Collateral is an asset with real monetary value held by a borrower that can be seized by a lender if the borrower can no longer make payments.
If a lender is not fully confident that a borrower will repay them, that lender may require the borrower to provide security before issuing the loan.
Collateral helps lenders reduce risk. Lenders may want to hold an asset as collateral so they can seize and sell it to cover some of their losses.
Depending on your creditworthiness, a lender might not want to lend you money without collateral for fear that you will pay off your debt. This concern could stem from a problem with your credit score or a lack of credit history.
Alternatively, a lender may still choose to lend you the funds you need for your purchase, but at a higher interest rate than you want or can afford. By securing a loan with collateral, a borrower can potentially unlock a lower interest rate or better repayment terms. A lender may be more willing to lend you more money if you post collateral.
The type of asset used as collateral is generally relevant to the intent of the loan. For instance:
- A car loan can use the purchased vehicle or another vehicle you own as collateral.
- A mortgage or home equity loan can use purchased property as collateral.
- A secured credit card can use a prepaid cash deposit equal to the card’s credit limit as collateral.
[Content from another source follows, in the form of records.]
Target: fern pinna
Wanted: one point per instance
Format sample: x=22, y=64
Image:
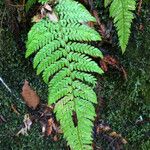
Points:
x=121, y=11
x=65, y=61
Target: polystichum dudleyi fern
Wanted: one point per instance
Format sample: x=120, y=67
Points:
x=65, y=62
x=121, y=11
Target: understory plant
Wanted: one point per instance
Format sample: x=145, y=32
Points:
x=122, y=12
x=64, y=60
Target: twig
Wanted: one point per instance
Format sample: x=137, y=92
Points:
x=139, y=7
x=3, y=17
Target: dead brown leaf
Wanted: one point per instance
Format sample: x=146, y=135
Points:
x=30, y=96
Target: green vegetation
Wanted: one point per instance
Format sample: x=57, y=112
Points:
x=62, y=56
x=125, y=100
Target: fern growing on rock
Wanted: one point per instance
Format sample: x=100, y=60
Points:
x=121, y=11
x=64, y=60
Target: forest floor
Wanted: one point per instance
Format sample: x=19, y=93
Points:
x=123, y=94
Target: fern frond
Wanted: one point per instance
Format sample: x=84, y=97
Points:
x=85, y=49
x=69, y=11
x=84, y=77
x=66, y=66
x=121, y=11
x=29, y=4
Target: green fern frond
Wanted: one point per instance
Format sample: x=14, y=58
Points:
x=107, y=2
x=29, y=4
x=66, y=66
x=121, y=11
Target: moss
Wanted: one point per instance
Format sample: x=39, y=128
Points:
x=128, y=100
x=125, y=100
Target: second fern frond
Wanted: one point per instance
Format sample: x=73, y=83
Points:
x=64, y=60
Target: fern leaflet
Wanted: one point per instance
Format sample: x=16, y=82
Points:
x=121, y=11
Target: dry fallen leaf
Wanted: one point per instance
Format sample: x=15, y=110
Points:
x=30, y=97
x=27, y=125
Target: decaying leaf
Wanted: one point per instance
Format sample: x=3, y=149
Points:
x=13, y=107
x=30, y=97
x=2, y=119
x=26, y=127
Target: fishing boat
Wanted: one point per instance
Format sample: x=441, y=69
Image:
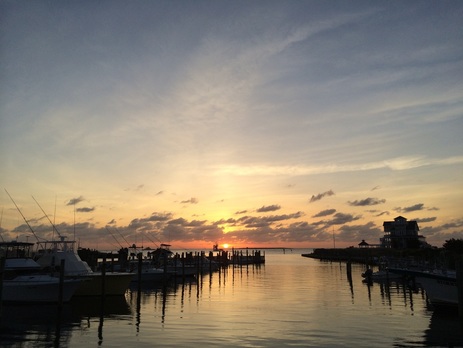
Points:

- The issuer of a passbook loan, which is essentially a cash loan, uses your bank savings account as collateral.
- The issuer of a small business loan can ask for collateral in the form of product inventory, accounts receivable, equipment, intellectual property or real estate.
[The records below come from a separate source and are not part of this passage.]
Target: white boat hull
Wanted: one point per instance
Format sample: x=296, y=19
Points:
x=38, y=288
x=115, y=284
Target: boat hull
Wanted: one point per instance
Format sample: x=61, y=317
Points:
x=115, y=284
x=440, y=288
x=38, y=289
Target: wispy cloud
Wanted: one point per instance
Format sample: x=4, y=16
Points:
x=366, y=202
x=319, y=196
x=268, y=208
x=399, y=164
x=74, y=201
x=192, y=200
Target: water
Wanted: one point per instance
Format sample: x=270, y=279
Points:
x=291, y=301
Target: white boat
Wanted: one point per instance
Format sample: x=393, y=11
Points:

- A payday lender issuing short-term debt could use your future paychecks as collateral.
But lenders will accept a variety of assets to use as collateral, including:
- Investment accounts (but not retirement accounts), bonds, stocks, certificates of deposit, insurance policies, and digital assets such as cryptocurrencies or non-fungible tokens.
- Boats, vacation homes, land or rental properties.
- Valuable assets such as art, antiques, jewelry, precious metals, and rare or expensive collectibles.
Regardless of the type of loan, the asset you intend to use as collateral must meet a few benchmarks. To begin with, it must be a desirable element; no bank will want to accept a rusty old car as collateral, but they will probably consider a brand new convertible or a classic sports car that has been properly maintained.
The item must be resalable and transferable. Maybe you have a massively heavy but valuable antique gold statue in the backyard. If it costs more to market, sell, and transport the item to a new buyer than it is worth, a financial institution is unlikely to be inclined to use it as collateral because of the cost of liquidation.
Any potential and significant fluctuation in the value of the asset would also be taken into account in determining whether the financial institution accepts it as collateral. A non-fungible token, for example, may have been purchased for $100,000, but a financial institution would need to assess whether reselling that NFT would yield at least $100,000.
Once you have successfully repaid the loan, the lien is removed by the lender, who no longer has any legal rights to the asset.
No. Although you may become a more attractive borrower, your collateral may not be of sufficient value to outweigh other considerations that would make lending you money a bad business decision. Banks and other lenders have loan management and underwriting tools and practices to determine if you are creditworthy.
A fixed charge is a lien applied to a specific asset held by the borrower. A floating charge is a lien applied to an asset held by the borrower that has a variable value, such as stocks or accounts receivable.
Secured credit is when a loan is secured by collateral. Unsecured credit means that there is no collateral pledged if payments are not made.
Yes. Liens are noted in the public folder, so anyone can find out if there is a lien placed on your property or accounts.